The mace is removed after harvest and dried separately, the colour fades from a brilliant red to a deep orange amber, and the seed shrinks a little, the nutmeg inside can be heard rattling around. Fresh nutmeg has to be refrigerated, but dry can keep for a very long time.

The fruits have for a long time been left to rot where they fell, becoming compost for the tree, until that is I discovered that they are edible! The flesh is very woody and while subtly flavoured like nutmeg, hardly sweet. I've been making jam and it's very good. It comes out with an apple butter texture and a warm, sweet nutmeg flavour - excellent with ginger scones!

-nutmeg fruits, the fresher the better, but soft is fine too
-brown sugar
-a little nutmeg, cinnamon and ginger (last two are optional)

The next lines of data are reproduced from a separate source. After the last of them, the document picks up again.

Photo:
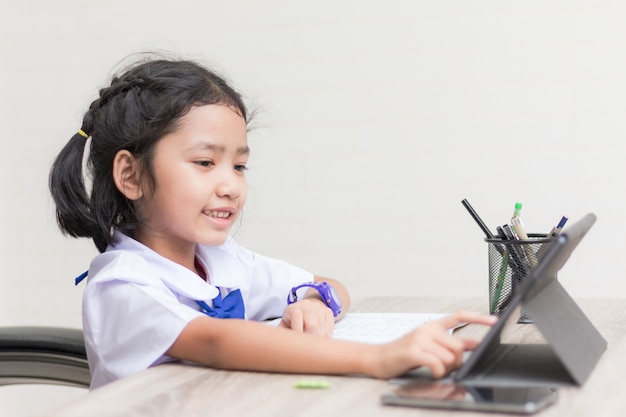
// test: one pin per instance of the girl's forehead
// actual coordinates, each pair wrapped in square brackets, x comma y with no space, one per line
[214,127]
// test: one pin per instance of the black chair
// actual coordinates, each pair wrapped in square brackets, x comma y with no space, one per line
[43,355]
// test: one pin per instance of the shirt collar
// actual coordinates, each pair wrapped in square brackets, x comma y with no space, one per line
[175,276]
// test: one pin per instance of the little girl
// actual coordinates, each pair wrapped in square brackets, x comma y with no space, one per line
[167,161]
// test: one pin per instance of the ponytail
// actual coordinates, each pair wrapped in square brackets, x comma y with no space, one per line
[68,190]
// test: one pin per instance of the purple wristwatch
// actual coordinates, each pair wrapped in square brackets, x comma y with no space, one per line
[327,292]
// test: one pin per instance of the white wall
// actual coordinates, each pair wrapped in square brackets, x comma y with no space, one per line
[376,119]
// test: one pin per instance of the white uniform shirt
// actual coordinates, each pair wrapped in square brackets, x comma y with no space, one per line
[136,302]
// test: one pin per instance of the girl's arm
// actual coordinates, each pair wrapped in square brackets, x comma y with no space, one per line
[246,345]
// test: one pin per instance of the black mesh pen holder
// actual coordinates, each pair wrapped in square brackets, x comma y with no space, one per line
[510,262]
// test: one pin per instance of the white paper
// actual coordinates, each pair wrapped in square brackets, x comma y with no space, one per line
[377,327]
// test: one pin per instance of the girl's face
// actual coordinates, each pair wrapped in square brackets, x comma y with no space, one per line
[200,183]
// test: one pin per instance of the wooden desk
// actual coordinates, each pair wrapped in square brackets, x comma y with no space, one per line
[186,390]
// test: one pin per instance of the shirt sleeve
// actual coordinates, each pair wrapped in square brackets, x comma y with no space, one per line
[129,327]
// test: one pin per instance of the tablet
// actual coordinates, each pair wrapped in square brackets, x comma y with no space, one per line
[518,400]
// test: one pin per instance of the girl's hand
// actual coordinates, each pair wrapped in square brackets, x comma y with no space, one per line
[309,315]
[429,345]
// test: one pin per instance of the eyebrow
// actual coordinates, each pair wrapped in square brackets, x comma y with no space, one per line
[244,150]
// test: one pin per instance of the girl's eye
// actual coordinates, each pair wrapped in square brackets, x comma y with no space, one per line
[205,163]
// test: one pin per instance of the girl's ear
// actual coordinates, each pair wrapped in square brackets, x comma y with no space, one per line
[126,175]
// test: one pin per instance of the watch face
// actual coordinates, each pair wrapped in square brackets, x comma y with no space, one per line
[333,293]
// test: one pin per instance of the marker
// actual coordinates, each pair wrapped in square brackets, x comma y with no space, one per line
[477,218]
[557,229]
[520,232]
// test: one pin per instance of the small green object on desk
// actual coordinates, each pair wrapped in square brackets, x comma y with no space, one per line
[308,383]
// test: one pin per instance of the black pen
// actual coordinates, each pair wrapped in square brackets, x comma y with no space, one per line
[477,218]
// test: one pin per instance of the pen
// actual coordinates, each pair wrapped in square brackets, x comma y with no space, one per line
[477,218]
[553,233]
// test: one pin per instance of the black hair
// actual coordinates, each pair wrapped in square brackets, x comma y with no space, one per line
[143,104]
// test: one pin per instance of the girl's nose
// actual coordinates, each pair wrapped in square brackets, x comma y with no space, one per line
[230,186]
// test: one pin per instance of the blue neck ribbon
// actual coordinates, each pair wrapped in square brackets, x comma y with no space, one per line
[229,307]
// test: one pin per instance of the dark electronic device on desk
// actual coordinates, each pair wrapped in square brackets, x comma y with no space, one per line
[518,400]
[572,349]
[573,345]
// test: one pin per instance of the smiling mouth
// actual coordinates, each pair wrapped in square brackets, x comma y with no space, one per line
[218,214]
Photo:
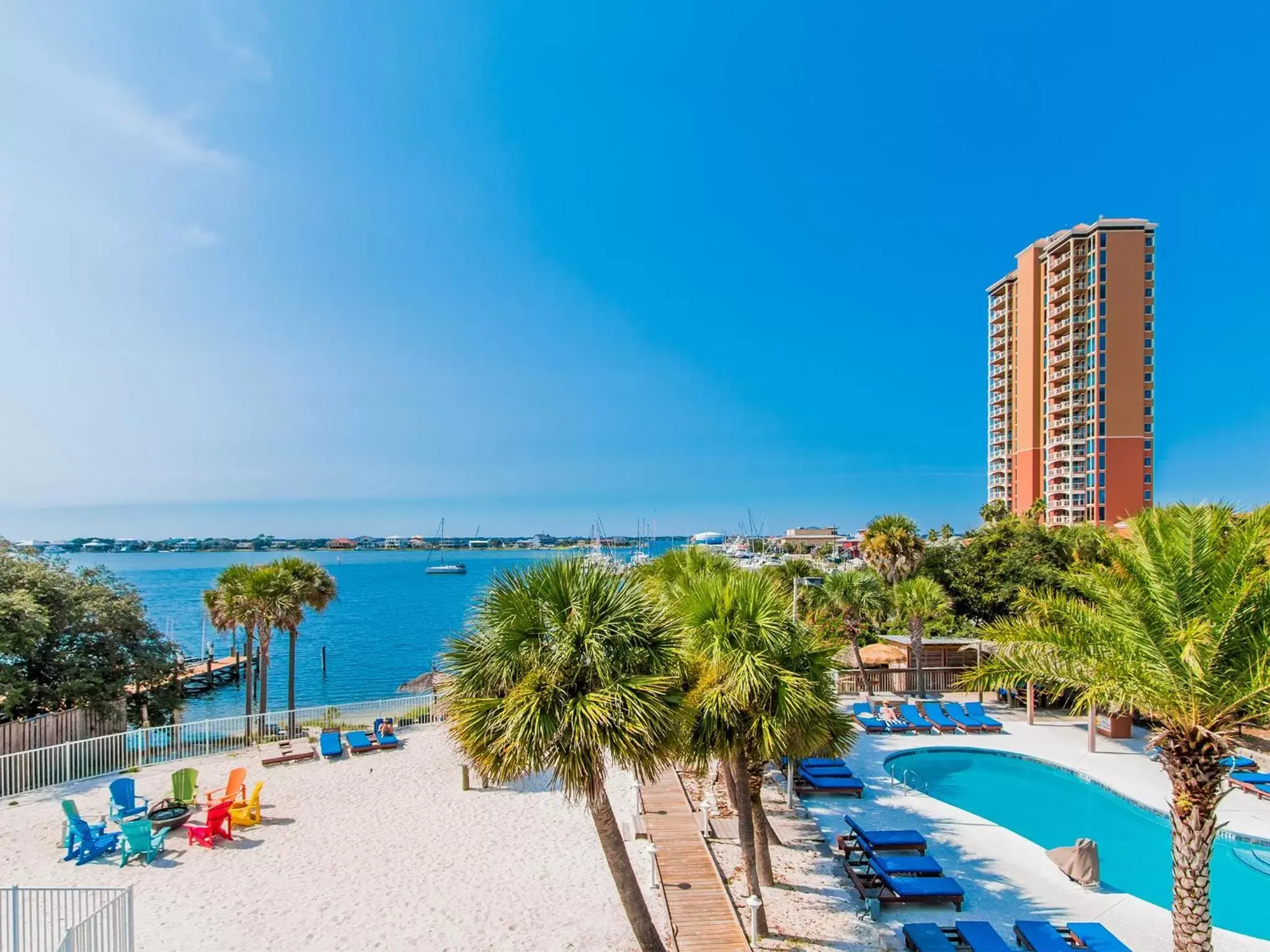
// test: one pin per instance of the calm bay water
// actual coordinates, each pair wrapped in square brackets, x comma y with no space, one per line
[386,627]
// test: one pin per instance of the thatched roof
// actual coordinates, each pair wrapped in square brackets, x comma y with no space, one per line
[426,682]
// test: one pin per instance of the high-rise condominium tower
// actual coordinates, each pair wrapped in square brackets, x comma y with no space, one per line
[1071,374]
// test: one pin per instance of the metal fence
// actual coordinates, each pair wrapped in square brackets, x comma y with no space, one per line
[901,681]
[46,919]
[97,757]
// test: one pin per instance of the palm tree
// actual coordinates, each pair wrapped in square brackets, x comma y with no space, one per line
[563,668]
[892,546]
[859,598]
[1175,628]
[273,599]
[761,689]
[229,607]
[315,591]
[917,603]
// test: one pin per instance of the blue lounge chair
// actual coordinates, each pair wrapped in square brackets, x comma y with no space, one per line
[833,785]
[331,746]
[915,719]
[978,937]
[91,844]
[1041,937]
[868,719]
[125,803]
[843,771]
[904,889]
[963,720]
[1238,763]
[883,840]
[1096,937]
[385,741]
[975,710]
[943,724]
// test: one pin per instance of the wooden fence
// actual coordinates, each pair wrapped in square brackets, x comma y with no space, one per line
[901,681]
[59,728]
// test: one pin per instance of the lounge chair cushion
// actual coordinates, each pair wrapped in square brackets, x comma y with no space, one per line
[912,886]
[907,865]
[928,937]
[1041,937]
[831,782]
[1098,937]
[981,937]
[1242,777]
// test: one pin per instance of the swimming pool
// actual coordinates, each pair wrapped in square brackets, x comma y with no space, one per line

Wash, peel and cut the fruit finely. Add water to cover and boil until soft, and until 1/3rd of the water has boiled off. Blend to a paste, weigh and add an equal amount of brown sugar. Add some grated nutmeg, about 1/4 teaspoon for every pound of fruit - depending on taste of course, cinnamon and ginger can also be added at this stage. Return to pan and bring to a boil, stirring constantly. Cook until the preserve thickens (a spoon will make a clean trail when drawn across the bottom of the pan) - you can also test for readiness by dipping a spoon and allowing it to cool - if this sets, then your preserve is ready. Bottle in clean, sterilized jars and seal in a hot water bath. Enjoy!